The 2012 Dictionary Workshop

Language Workers and SIL Missionaries getting a glimpse of the kinds of information that goes in the initial pages of a dictionary.

The 25th of April was the end of an SIL (Summer Institute of Linguistics) run Dictionary-Making workshop here in Wewak, Papua New Guinea. Participants were Papua New Guinean language workers from 11 different languages in the East and West Sepik provinces. These language workers are locals who assist the SIL missionaries in vernacular literacy as well as Bible translation.
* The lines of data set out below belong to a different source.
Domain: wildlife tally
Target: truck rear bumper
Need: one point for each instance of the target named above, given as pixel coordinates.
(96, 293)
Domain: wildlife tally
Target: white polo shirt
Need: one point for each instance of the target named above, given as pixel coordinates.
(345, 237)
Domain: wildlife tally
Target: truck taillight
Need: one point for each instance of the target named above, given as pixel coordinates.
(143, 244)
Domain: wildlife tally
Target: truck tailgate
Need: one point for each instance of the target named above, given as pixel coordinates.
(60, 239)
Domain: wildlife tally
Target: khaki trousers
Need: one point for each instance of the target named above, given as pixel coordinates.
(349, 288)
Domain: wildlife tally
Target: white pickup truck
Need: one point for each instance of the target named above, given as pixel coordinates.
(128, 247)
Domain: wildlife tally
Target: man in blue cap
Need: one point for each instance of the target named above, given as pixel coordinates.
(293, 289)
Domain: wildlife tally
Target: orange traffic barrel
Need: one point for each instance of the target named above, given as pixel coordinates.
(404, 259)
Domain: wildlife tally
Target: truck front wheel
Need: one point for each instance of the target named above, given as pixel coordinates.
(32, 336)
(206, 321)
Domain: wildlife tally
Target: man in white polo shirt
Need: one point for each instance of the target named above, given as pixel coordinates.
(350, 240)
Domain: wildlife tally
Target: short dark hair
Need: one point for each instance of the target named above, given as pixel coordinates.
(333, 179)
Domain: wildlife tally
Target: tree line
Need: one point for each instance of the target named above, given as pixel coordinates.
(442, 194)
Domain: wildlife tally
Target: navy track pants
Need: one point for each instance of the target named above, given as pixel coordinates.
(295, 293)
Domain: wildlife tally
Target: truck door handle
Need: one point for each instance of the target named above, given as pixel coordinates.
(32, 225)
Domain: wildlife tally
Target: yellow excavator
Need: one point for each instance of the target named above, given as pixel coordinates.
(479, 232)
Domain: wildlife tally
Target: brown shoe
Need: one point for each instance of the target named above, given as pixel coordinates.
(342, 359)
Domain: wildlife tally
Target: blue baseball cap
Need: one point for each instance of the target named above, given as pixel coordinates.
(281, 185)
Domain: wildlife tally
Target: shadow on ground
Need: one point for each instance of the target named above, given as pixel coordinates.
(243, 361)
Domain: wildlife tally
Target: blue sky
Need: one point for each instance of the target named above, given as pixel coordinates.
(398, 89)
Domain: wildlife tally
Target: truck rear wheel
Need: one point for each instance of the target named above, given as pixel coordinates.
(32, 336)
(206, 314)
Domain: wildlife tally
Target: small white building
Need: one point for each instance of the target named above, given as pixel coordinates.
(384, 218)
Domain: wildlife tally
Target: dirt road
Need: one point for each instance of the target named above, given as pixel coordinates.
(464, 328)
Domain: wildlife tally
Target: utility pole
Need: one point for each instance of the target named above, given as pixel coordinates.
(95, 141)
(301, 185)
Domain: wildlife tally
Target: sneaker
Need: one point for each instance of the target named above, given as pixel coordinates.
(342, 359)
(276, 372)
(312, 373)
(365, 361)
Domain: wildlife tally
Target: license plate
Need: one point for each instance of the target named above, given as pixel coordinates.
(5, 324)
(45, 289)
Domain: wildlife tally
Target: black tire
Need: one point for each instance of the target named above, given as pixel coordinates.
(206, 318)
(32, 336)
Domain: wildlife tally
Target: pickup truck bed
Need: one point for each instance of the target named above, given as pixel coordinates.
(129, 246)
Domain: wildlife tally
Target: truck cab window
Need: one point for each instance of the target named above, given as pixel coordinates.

Certain language workers were computer ‘illiterate’ so they had the opportunity to attend a week long computer course prior to the Dictionary-Making workshop. This workshop was centered around an SIL international Dictionary-Making software called “WeSay”. This software allows the user to insert all the necessary information that needs to be included in a dictionary including pictures and extra cultural information. After this workshop each language will leave with a printed trial dictionary of their language from which they can expand on.

In the past, the work on language development was entirely dependent on the expertise of SIL missionaries. However, this trend is changing. Today SIL is more focused on building the capacity of locals so they can carry the work in their own hands. With the advancement of technology and language work in the hands of locals, there is a potential for sustainable language and cultural preservation work.

The SPES team was humbled to assist in the process; from computer literacy through mentoring, editing and publication of trial dictionaries. To God be praised for this achievement.


The Course Facilitator, Correna Janzen, pointing out the essential details to her students.